List of Famous people who died in 2011
Lionel Rose
Lionel Edmund Rose MBE was an Australian bantamweight boxer, the first Indigenous Australian to win a world title. He later became the first Indigenous Australian to be named Australian of the Year.
Lyudmila Gurchenko
Lyudmila Markovna Gurchenko, was a popular Soviet and Russian actress, singer and entertainer. People's Artist of the USSR (1983).
Donald Neilson
Donald Neilson, alias the "Black Panther", was a British armed robber, kidnapper and murderer. He murdered three men during robberies of sub-post offices between 1971 and 1974, and murdered kidnap victim Lesley Whittle, an heiress from Highley, Shropshire, in January 1975. He was apprehended later that year, and sentenced to life imprisonment in July 1976, remaining in prison until his death in 2011.
Har Gobind Khorana
Har Gobind Khorana was an Indian American biochemist. While on the faculty of the University of Wisconsin–Madison, he shared the 1968 Nobel Prize for Physiology or Medicine with Marshall W. Nirenberg and Robert W. Holley for research that showed the order of nucleotides in nucleic acids, which carry the genetic code of the cell and control the cell's synthesis of proteins.
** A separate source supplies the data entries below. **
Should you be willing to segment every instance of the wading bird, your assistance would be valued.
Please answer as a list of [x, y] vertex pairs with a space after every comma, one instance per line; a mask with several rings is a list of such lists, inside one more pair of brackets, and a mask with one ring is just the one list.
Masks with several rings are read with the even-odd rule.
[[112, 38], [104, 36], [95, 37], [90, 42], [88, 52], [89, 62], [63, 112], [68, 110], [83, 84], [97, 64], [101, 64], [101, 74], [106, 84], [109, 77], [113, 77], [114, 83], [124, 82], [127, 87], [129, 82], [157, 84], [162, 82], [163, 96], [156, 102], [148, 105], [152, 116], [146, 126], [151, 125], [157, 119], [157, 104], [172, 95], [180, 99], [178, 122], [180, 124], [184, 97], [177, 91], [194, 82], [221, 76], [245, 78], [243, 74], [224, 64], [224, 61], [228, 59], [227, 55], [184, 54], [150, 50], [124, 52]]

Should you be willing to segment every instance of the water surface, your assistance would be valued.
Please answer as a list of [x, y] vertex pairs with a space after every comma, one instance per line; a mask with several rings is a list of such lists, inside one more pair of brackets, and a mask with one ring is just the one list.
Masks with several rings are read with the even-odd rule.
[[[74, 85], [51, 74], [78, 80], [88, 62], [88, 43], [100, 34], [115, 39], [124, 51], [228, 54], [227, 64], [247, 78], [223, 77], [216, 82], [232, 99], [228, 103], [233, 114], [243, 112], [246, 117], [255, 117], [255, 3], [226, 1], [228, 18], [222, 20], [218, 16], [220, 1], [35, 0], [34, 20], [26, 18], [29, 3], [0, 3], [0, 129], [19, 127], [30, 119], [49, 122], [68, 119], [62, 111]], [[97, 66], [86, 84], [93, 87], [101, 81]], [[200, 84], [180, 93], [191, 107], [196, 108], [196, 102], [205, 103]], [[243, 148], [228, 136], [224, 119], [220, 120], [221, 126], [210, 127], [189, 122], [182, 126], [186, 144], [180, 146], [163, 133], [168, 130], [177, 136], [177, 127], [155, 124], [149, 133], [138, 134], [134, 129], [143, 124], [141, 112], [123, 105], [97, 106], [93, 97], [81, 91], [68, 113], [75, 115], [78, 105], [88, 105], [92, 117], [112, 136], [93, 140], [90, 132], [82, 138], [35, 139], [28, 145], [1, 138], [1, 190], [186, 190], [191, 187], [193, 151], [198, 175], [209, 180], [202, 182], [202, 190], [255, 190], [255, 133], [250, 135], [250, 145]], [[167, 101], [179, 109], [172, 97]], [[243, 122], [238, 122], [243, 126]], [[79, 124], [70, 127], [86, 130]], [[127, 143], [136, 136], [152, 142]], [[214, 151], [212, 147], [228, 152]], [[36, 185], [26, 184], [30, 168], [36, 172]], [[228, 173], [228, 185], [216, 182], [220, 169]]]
Khorana and Nirenberg were also awarded the Louisa Gross Horwitz Prize from Columbia University in the same year.
Kathy Kirby
Kathy Kirby was an English singer, reportedly the highest-paid female singer of her generation. She is best known for her cover version of Doris Day's "Secret Love" and for representing the United Kingdom in the 1965 Eurovision Song Contest where she finished in second place. Her physical appearance often drew comparisons with Marilyn Monroe. Her popularity peaked in the 1960s, when she was one of the best-known and most-recognised personalities in British show business.
Peter Falk
Peter Michael Falk was an American actor and comedian, known for his role as Lieutenant Columbo in the long-running television series Columbo (1968–2003), for which he won four Primetime Emmy Awards and a Golden Globe Award (1973). He first starred as Columbo in two 90-minute TV pilots; the first with Gene Barry in 1968 and the second with Lee Grant in 1971. The show then aired as part of The NBC Mystery Movie series from 1971 to 1978, and again on ABC from 1989 to 2003.
Witta Pohl
Witta Pohl was a German actress.
Mark Anthony Stroman
Mark Anthony Stroman was an American white supremacist and spree killer who was convicted and executed for a shooting spree in the aftermath of the September 11 attacks. During the shooting spree in 2001, Stroman killed two people and injured a third. Stroman claimed he carried out the shooting spree in revenge for the 9/11 attacks. He specifically targeted Arabs or people who looked "of Muslim descent", but all his victims were from South Asia.
Takashi Nagase
Takashi Nagase was a Japanese military interpreter during World War II. He worked for the Kempeitai at the construction of the Burma Railway in Thailand, and spent most of his later life as an activist for post-war reconciliation and against Japanese militarism. He made over a hundred visits to Thailand, and from the 1970s, arranged several meetings between former Allied prisoners of wars and their Japanese captors, in efforts to promote peace and understanding. In 1993, he met and reconciled with British former POW Eric Lomax—in whose torture sessions Nagase had been involved—an encounter retold in Lomax's 1995 autobiography The Railway Man.
Maria Schneider
Maria-Hélène Schneider, known as Maria Schneider, was a French actress. In 1972 at the age of nineteen she starred opposite Marlon Brando in Last Tango in Paris, but was traumatized by a rape scene and hounded by unsavoury publicity she subsequently declined to appear nude in roles for even the most prestigious directors. Although Michelangelo Antonioni's The Passenger showcased her abilities, a reputation for walking out of films mid-production resulted in her becoming unwelcomed in the industry. An incautious attitude to drugs and their toll on her mental health made what should have been banner years for Schneider increasingly chaotic. However, she re-established stability in her personal and professional life in the early 1980s, and became an advocate for equality and improving the conditions actresses worked under. She continued acting in film and TV until a few years before she died in 2011 after a long illness.